I haven’t been writing much lately, because I haven’t had a lot of time what with two babies, working full time, and commuting. And they’re foster babies, so they require an awful lot more time (more on that below). During the rare weeks where we only have one or two visits (as opposed to 4-6), I’m always so grateful to not be at work all day and then spend my evening running all over the place. I think to myself, “this is what it must be like for a normal family, just go to work then come home and do normal stuff” and I get so jealous. That leads me to what I’ve been thinking about a lot lately:
If you are infertile and you want to adopt, you should not be a foster parent.

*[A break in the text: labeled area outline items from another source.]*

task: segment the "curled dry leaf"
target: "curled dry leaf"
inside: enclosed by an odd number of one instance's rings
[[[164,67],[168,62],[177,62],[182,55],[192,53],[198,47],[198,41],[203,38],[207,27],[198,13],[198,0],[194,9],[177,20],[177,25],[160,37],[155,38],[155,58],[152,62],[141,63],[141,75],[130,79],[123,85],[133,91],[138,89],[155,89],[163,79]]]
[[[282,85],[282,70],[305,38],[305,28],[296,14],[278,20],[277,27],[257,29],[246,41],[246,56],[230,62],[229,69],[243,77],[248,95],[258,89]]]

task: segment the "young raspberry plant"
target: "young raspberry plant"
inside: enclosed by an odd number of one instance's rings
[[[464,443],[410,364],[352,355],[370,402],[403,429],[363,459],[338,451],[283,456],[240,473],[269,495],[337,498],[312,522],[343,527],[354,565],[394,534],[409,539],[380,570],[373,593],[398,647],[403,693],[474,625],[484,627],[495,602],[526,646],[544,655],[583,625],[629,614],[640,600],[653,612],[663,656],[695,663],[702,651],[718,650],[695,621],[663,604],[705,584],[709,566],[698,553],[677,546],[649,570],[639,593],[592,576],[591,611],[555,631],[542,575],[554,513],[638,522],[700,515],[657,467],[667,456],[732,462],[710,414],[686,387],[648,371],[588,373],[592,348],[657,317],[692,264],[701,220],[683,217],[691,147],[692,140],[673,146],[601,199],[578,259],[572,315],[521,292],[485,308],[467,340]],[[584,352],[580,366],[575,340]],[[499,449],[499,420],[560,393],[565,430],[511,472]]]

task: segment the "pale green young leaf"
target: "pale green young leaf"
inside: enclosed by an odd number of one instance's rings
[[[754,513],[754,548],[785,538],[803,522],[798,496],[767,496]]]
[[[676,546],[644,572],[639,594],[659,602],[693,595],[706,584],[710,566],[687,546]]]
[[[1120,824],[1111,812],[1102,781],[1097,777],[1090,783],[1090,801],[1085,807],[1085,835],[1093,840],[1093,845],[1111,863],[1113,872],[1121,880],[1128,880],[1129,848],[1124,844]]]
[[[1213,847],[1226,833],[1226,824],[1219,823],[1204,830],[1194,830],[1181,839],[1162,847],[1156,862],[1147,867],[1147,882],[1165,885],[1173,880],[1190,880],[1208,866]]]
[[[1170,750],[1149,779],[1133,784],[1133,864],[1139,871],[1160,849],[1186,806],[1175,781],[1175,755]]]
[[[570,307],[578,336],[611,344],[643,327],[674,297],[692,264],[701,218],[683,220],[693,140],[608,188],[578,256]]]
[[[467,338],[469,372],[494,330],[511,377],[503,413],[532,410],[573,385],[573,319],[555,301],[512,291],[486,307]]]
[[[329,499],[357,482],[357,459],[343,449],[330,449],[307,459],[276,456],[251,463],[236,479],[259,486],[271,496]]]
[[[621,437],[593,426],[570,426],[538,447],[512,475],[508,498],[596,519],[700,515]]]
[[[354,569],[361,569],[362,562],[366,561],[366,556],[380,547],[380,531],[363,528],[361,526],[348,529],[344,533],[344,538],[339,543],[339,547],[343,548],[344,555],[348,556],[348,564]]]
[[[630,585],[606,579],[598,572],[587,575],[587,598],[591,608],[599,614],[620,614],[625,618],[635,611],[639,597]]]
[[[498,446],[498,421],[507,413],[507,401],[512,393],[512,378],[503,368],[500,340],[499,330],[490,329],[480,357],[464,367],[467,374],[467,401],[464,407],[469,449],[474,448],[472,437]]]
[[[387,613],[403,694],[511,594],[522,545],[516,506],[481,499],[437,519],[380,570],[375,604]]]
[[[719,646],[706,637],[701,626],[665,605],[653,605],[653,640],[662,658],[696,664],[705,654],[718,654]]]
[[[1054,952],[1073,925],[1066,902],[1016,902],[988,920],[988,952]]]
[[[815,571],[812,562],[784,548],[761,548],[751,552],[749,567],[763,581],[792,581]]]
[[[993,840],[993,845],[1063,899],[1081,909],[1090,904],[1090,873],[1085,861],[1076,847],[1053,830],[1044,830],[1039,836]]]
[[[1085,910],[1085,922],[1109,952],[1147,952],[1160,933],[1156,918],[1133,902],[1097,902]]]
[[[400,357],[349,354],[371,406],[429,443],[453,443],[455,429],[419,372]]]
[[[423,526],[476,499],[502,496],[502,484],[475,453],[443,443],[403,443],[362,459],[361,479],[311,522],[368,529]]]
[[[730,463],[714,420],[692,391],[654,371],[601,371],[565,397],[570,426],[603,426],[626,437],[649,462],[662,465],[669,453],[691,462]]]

I said it, and I mean it. It’s funny, because I thought I did my research before becoming a foster parent. I talked to people who fostered-to-adopt and they all told me how wonderful it was, etc, etc, etc. Well, none of them knew that foster care had changed in the time since they had adopted. It’s not foster-to-adopt anymore. The goal now is ALWAYS reunification (except in a few very special cases), and adoption is a last resort. As the foster parent, you are considered an interim caretaker. The babies you’re taking care of might think that you’re their parent, but you know better. You know the situation is just temporary. Even if you do eventually get to adopt one, the first 6 months or year you spend taking care of the baby isn’t the same as a real parent’s would be – you’re not bonding with your forever child, you’re just providing them with a place to live and as much love as you have to give, knowing that they’ll probably be gone by this time next year (that doesn’t mean you don’t bond with them at all, but it isn’t the same). And until they do leave, you spend your days taking them to visits with family, who may or may not show up, counseling appointments, doctor’s appointments, social worker visits, lawyer visits, parenting classes (so their real parents can practice), and on and on. And you’re missing so much work to do it, and you or your partner is always gone in the evening because of a pick-up or drop-off, and there’s no more family time. You spend all your free time driving kids around, and no one cares if it’s convenient for you. Sure, you get a reimbursement, but it’s not even close to enough to cover your expenses. They’ll tell you that you can be a foster parent even if you work full time, but after you and your partner both getting in trouble for missing so much work, you know it’s not true. They’ll tell you that foster parents shouldn’t pay for anything out-of-pocket, but you’ll see soon enough that all those promised subsidies just aren’t there when you need them (who in the world can possibly afford to be a foster parent for the money???). You’ll want to do your best for these kids, but you’re draining your future to help them in the present, and soon they’ll be gone, and your house will be empty again.
It is not the responsibility of the infertile to save the world’s children. The deeper into this I get, the more I realize that it’s the people who already have their own children who should be doing more. (Note: I don’t believe anyone should feel like they have to take on more than they are capable of, even though I detest the attitude of so many fertile people that their own children are so important that they can’t help out other children in need. This was recently hammered home to me by a childless friend-of-a-friend online who berated me for considering international adoption when there are (apparently) so many children in need in our own country and for preferring to adopt a baby. In her view, if I wasn’t adopting an older child from within our borders, I was a selfish jerk who didn’t deserve to have kids.)
I’ve said before that this is the last time we’ll foster, but I’m pretty sure this time I mean it. For one thing, I’ve been missing 1-2 weeks of work PER MONTH to deal with the kids, and that’s just not sustainable. And I’m so incredibly lonely. We’ve been taking the kids to the climbing gym on the weekends, and they LOVE it. They get excited as soon as we walk in. On weekend mornings, a lot of people with little kids go, so it’s really fun for them. All the kids play on the exercise mats, and build and destroy towers made of yoga blocks, play with the foam rollers and the balance balls, and a good time is had by all. The last time we went, I talked to a women with a son whose age was right in between N and R, and I thought to myself that she was a perfect person to get to know, because we obviously had things in common. But then I remembered that it’s likely we wouldn’t have these babies anymore by summer. It’s impossible to make mom friends when your kids are temporary. And we’re not having a lot of luck making friends with other foster parents either. A lot of them are religious, and we’re not (and I have no problem with religious people, but they already have their “tribe” through their churches). The ones in our town tend to be stay-at-home moms too, while the working moms live in the other towns in our county. And on top of all that, the fact that I’m so desperate these days to be done with fostering makes it hard to even try to be friends with them, knowing that the one thing we have in common will probably disappear by the end of the year. And I’m so busy with work and foster parent obligations, I don’t even have time to make friends. You’d think I wouldn’t have time to get lonely, but that’s not really how it works.
Anyway, in case you couldn’t tell, I’m a little burned out on foster care. I love these babies, more than anything in the world, but they’re not mine, and they probably never will be.
In adoption news… We finished the text for our profile book (FINALLY) and we’ve booked a consultation with a photographer a week from tomorrow, and I really, really need to pull out my old laptop that doesn’t have a working screen or battery and go through the hard drive to find all my pictures. At least having the text done gives me an idea of what pictures to look for.